Notice as you play: the current I printed at the left and right of the loop is always the same number — that's Rule 1. The two pd readings V_1 and V_2 always add up to the supply — that's Rule 2. And the total resistance in the middle is just R_1 + R_2 — that's Rule 3. Crank up a resistance and see the shared current fall for the whole loop.

Worked example: total resistance, current, and each pd

A 12\ \text{V} battery is connected in series with two resistors, R_1 = 4\ \Omega and R_2 = 6\ \Omega. Find the total resistance, the current in the circuit, and the pd across each resistor.

Step 1 — total resistance (Rule 3, just add).

R_\text{total} = R_1 + R_2 = 4 + 6 = 10\ \Omega.

Step 2 — the current (same everywhere, from I = V / R_\text{total}).

I = \frac{V_\text{supply}}{R_\text{total}} = \frac{12}{10} = 1.2\ \text{A}.

This 1.2\ \text{A} flows through both resistors — the current is the same all round the loop.

Step 3 — the pd across each resistor (use V = IR on each, with the shared current).

V_1 = I R_1 = 1.2 \times 4 = 4.8\ \text{V}, \qquad V_2 = I R_2 = 1.2 \times 6 = 7.2\ \text{V}.

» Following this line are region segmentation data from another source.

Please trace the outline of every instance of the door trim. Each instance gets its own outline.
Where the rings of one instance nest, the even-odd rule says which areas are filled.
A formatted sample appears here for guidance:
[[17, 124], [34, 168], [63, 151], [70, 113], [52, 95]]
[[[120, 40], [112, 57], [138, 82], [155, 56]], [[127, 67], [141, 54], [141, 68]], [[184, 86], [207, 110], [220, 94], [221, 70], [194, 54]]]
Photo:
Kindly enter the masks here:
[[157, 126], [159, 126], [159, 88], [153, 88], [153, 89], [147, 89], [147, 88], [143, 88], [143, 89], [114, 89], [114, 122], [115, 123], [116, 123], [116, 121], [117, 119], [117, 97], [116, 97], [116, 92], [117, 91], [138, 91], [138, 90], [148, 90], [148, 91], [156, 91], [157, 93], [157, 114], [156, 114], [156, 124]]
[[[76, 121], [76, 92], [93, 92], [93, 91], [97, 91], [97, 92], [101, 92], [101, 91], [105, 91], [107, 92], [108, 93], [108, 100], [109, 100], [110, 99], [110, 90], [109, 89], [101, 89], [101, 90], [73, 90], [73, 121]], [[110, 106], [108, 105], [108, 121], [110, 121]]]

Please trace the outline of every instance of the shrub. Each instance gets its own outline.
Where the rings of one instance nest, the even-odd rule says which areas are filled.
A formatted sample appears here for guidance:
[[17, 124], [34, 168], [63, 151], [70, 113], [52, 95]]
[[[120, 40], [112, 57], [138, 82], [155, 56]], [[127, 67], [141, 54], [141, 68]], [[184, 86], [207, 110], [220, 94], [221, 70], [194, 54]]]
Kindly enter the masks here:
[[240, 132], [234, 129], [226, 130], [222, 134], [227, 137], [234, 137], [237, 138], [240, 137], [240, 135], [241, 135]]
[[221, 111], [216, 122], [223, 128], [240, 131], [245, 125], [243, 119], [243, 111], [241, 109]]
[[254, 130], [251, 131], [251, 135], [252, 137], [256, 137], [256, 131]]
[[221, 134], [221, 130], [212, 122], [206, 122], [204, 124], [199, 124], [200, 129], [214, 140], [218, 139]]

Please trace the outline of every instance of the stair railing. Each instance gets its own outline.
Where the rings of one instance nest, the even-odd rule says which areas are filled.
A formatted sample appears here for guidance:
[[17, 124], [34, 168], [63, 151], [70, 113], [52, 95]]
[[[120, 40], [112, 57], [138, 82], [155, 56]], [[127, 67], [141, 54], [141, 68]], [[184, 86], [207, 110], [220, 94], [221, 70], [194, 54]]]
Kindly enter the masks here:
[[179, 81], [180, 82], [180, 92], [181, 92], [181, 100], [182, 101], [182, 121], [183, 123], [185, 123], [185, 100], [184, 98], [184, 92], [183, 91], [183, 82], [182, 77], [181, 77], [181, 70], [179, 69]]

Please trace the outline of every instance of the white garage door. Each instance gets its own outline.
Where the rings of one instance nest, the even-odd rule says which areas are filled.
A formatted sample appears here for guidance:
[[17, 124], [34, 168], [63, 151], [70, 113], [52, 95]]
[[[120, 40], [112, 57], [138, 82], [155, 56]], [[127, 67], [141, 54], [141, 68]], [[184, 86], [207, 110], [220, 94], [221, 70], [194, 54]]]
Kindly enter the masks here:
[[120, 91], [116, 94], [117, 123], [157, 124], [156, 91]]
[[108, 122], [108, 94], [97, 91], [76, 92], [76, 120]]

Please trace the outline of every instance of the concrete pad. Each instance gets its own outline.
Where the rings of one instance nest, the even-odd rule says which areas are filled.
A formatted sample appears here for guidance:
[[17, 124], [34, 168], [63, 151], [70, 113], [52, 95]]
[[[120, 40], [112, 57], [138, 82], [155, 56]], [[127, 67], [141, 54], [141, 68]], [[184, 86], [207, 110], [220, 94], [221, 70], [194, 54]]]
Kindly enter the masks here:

Step 4 — check Rule 2. The two pds should add up to the supply:

V_1 + V_2 = 4.8 + 7.2 = 12\ \text{V}. \;\checkmark

Perfect — the whole push is accounted for. Notice the bigger resistor (R_2 = 6\ \Omega) took the bigger share of the voltage (7.2\ \text{V}). The share of voltage follows the share of resistance.

Worked example: adding a bulb dims them all

Start with a 6\ \text{V} battery and a single bulb of resistance 3\ \Omega. The current is

I = \frac{6}{3} = 2\ \text{A}.

Now add a second identical 3\ \Omega bulb in series. The total resistance is now R_\text{total} = 3 + 3 = 6\ \Omega, so

I = \frac{6}{6} = 1\ \text{A}.

The current has halved — from 2\ \text{A} down to 1\ \text{A} — even though the battery is unchanged. Less current through each bulb means each one glows more dimly. That is the price of a series circuit: the more you add, the dimmer they all become, because they must share the same choked-down current.

The classic Christmas-light nightmare comes straight from Rule 1. Old strings were one long series loop: forty bulbs threaded on a single circle of wire. If one bulb's filament burnt through, it broke the only loop — and, because the current must be the same everywhere and now there is nowhere for it to flow, every bulb went dark at once. Then came the misery of testing bulbs one by one to find the single culprit.

Two clever fixes tamed this. Some bulbs contain a tiny "shunt" that closes the gap when a filament blows, keeping the loop alive (the rest just glow a touch brighter). And most modern lights are wired so each bulb sits on its own branch — a parallel arrangement — so one dud no longer takes the whole string with it. The physics didn't change; the wiring did.